Plotting the distribution of the difference of the two costs reveals that, in
this model, the uncertainties in the input parameters are large enough that
either strategy could have a lower net cost, within a 95% confidence interval
[`r round(CI[[1]], 2L)`, `r round(CI[[2L]], 2L)`].

## Univariate threshold analysis

`rdecision` provides a `threshold` method to compare two strategies and
identify, for a given variable, the value at which one strategy becomes
cost saving over the other:

```{r}
#| echo = TRUE
cost_threshold <- dt$threshold(
  index = list(action_exercise),
  ref = list(action_diet),
  outcome = "saving",
  mvd = cost_exercise$description(),
  a = 0.0, b = 5000.0, tol = 0.1
)

success_threshold <- dt$threshold(
  index = list(action_exercise),
  ref = list(action_diet),
  outcome = "saving",
  mvd = p_exercise$description(),
  a = 0.0, b = 1.0, tol = 0.001
)
```

```{r}
#| purl = FALSE
# test that thresholds are evaluated correctly
stopifnot(
  all.equal(cost_threshold, e_cost_threshold, tolerance = 5.0, scale = 1.0),
  all.equal(
    success_threshold, e_success_threshold, tolerance = 0.03, scale = 1.0
  )
)
```

By univariate threshold analysis, the exercise program will be cost saving 
when its cost of delivery is less than `r round(cost_threshold, 2L)` GBP or when
its success rate is greater than `r round(100.0 * success_threshold, 1L)`%.

These can be verified by direct calculation.
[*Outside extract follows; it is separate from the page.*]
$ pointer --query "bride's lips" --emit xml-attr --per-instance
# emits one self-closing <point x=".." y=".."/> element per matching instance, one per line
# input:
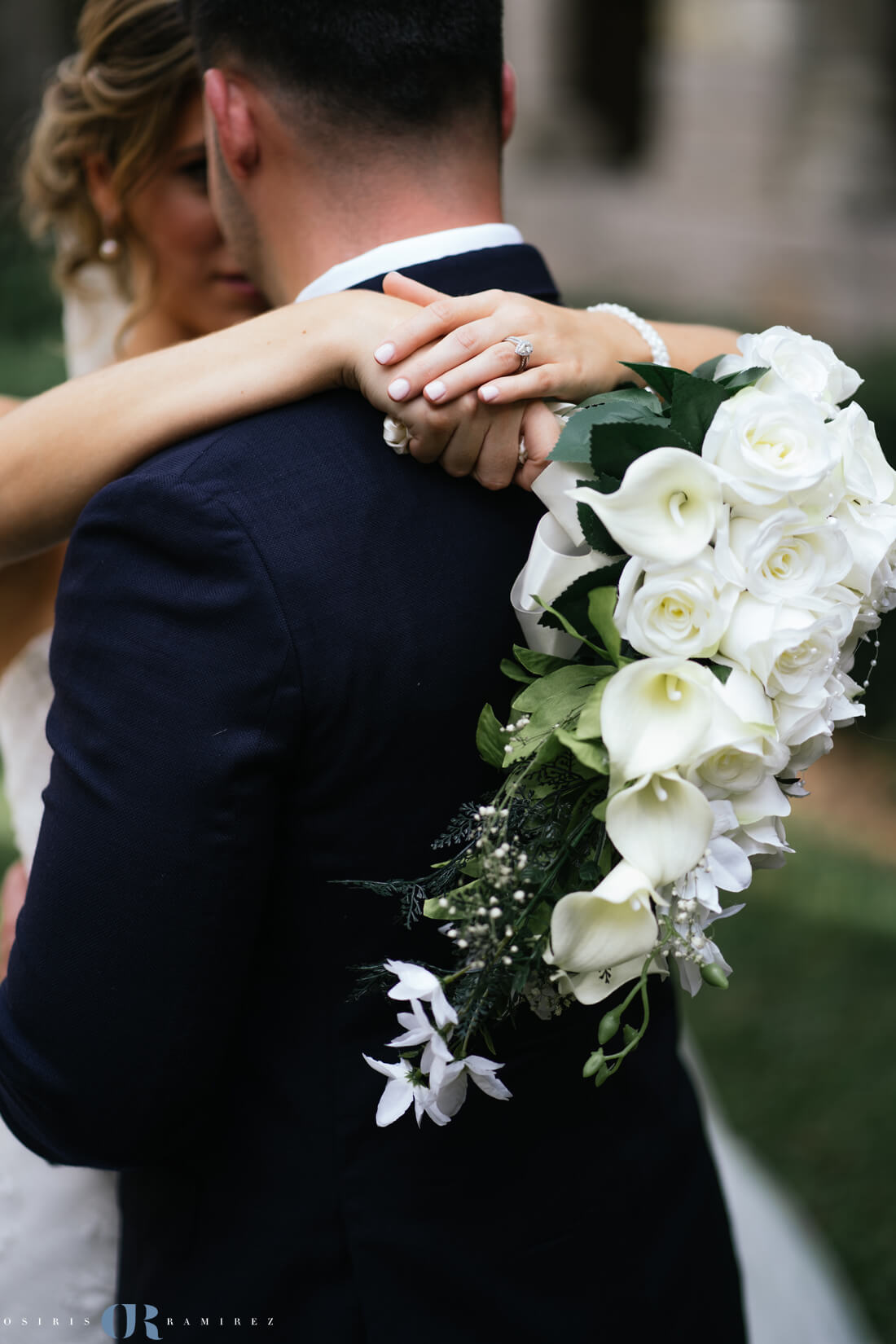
<point x="238" y="283"/>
The cost of delivering the
exercise programme at which its net cost equals the net cost of the diet
programme is when the difference between the two programme delivery costs
multiplied by the number needed to treat becomes equal to the cost saved by
avoiding one stent. This is `r gbp(e_cost_threshold, p = TRUE)`, in agreement
with the model. The threshold success rate for the exercise programme is when
the number needed to treat is reduced such that the net cost of the two
programmes is equal, i.e., to `r round(nnt_threshold, 2L)`, from which we can
calculate the programme success rate threshold as 
`r round(e_success_threshold, 2L)`, in agreement with the model.